I’M so excited Coronation Street has hit its 10,000 episode. It is one of the greatest achievements of my life that I played Tricia Armstrong for three years on the show.
Now, as the MP for my home town of Batley & Spen, and Shadow Secretary of State for Digital, Culture, Media and Sport, I’m a consumer of soap, not a participant.
But I look back fondly at the trials and tribulations of Tricia and the friends I made in the process – Liz Dawn, Sally Dynevor, Bill Tarmey, Kevin Kennedy, Sarah Lancashire, Angela Griffin and Denise Black to name a handful.
I can’t overstate the sense of pride I had getting a part on such a well-loved show as Corrie.
For working-class actors and writers, the soaps are our lifeblood. We get to play real people in our own accents and if you’re on a show for a while get amazing opportunities to show off our acting chops to millions of people.
The exposure you get from a soap helps you in the rest of your career, enabling working-class actors to join shows they might not have had the opportunity to be in without the glitter you get from having been in Corrie.
And people remember. Even now, on the doorstep, some constituents recognise me from the show rather than from politics.
By sheer coincidence, yesterday I raised an Urgent Question in the House of Commons about the Government’s decision to look again at the decriminalisation of the licence fee and it reminded me that, in one wonderful storyline, Tricia Armstrong was arrested and sent to prison for non-payment of her TV licence, leaving naughty young son Jamie to fend for himself.
And for the telly geeks, that young actor – Joseph Gilgun – is now a superstar in Brassic, This Is England and TV shows across the pond. I’d like to say I taught him all he knows but he was an exceptional talent, and it was obvious to everyone even then he was going to be a star.
That storyline caught the public’s imagination and questions were asked in the House of Commons the following day about just how unfair it was that vulnerable women could just be sent to prison for not paying the telly licence.
The storyliners and writers had hit a nerve and it was time for change.
Now, if you don’t pay, you’re offered debt advice, rather than jail, and it’s a good step forwards that only five people were sent to prison for non-payment last year.
Looking back, I had no idea that from Weatherfield I’d end up in Westminster as the Shadow Secretary of State for Digital, Culture Media and Sport.

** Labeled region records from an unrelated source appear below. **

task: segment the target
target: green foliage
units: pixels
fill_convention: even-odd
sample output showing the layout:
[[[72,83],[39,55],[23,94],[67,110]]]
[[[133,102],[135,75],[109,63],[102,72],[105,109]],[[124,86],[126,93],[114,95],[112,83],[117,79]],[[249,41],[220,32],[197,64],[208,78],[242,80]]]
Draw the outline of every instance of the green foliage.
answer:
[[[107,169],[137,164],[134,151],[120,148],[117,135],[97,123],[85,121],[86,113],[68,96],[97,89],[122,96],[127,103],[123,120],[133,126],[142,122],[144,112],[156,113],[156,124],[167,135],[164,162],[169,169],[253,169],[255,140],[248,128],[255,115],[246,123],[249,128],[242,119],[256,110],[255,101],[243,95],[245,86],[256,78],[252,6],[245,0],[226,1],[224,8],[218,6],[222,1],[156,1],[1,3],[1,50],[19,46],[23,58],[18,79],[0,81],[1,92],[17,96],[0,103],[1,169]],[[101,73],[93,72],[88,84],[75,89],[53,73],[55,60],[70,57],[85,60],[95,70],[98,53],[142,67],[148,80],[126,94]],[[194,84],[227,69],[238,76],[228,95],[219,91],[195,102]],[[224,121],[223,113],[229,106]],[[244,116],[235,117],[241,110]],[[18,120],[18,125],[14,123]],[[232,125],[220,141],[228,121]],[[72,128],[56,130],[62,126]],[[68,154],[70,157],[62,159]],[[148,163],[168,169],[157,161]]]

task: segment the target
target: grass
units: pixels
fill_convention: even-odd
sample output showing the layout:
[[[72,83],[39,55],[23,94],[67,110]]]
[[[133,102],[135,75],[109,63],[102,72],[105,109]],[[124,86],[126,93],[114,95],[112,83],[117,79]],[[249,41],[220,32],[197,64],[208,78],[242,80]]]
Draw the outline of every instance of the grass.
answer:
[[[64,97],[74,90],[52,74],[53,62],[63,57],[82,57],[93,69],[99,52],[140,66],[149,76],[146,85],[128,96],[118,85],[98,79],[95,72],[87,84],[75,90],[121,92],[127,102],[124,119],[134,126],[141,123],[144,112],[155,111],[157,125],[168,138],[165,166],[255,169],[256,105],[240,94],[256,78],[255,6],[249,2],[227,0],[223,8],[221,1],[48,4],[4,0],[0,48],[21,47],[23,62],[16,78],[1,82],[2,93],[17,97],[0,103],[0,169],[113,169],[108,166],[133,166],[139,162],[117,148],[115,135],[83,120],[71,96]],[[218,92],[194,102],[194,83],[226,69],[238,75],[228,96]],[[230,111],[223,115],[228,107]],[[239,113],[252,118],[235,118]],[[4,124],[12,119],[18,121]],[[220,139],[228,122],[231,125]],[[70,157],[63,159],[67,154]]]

I think I would’ve been terrified if I’d known. I’m from Howden Clough and folk like us don’t often walk the corridors of power. Coming into Parliament is intimidating and overwhelming but I felt exactly the same on my first day in the ITV Green Room.

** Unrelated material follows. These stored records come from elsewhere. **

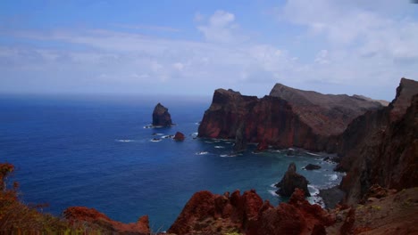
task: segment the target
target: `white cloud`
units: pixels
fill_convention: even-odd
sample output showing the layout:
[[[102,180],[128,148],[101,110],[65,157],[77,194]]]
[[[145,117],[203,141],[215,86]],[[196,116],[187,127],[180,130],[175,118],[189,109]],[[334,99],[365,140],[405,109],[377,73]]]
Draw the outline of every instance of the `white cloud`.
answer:
[[[80,84],[153,92],[163,85],[177,93],[211,94],[224,87],[263,95],[280,82],[325,93],[350,93],[347,87],[356,86],[356,93],[391,99],[401,77],[418,77],[418,22],[402,17],[404,11],[394,16],[387,15],[387,7],[360,8],[346,0],[288,1],[279,11],[277,30],[286,28],[282,24],[301,28],[284,34],[297,50],[295,45],[249,40],[240,19],[221,10],[210,17],[195,15],[203,41],[104,29],[0,32],[70,45],[0,47],[0,70],[2,77],[21,79],[21,85],[33,81],[28,89],[48,83],[62,90]],[[13,88],[7,79],[0,80],[0,89]],[[384,96],[377,96],[379,86],[385,87]]]
[[[197,28],[209,42],[231,43],[237,39],[235,29],[238,25],[234,24],[234,14],[218,10],[209,18],[207,25],[198,26]]]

Ken Barlow – as I saw him then – making me a cup of tea, Bet Lynch making me laugh with a saucy quip.
Back then, I thought I couldn’t let anyone know that I was star struck. Fast forward 30 years and the same could be said about my job as MP.
Hundreds of famous faces. Lots of powerful, clever people at the top of their game. In the first few months I had to ‘act’ that I knew the ropes. That I knew what a Statutory Instrument was or a Humble Address; that you had to sit when the Speaker was on his feet or turn to face the wall during prayers.
These days, I’m au fait with Parliamentary language and procedure but it was troubling to be improvising in what seemed like another language.
Many say politics must be a bit like acting and, to be honest, there are skills that are transferable – confidence in public speaking, being able to write speeches, having curiosity about people.
And this week’s furore over a bare shoulder at the Despatch Box also shows me there are other similarities with the Daily Mail door-stepping my family, running stories about the cost of the dress I was wearing.
There is no doubt being part of the Coronation Street family has contributed so much to the person I am today.
Tricia Armstrong, unlucky in love, always broke and doing her best as a single mum, isn’t too far away from many of the people I represent.
I knew her inside out and I’d like to say I know my constituents more because of her.
I’m just sad Tricia never thought to go to her MP for support, and I’d encourage others who might be struggling to come to me for help.
Tracy Brabin is Labour MP for Batley & Spen and the Shadow Culture Secretary.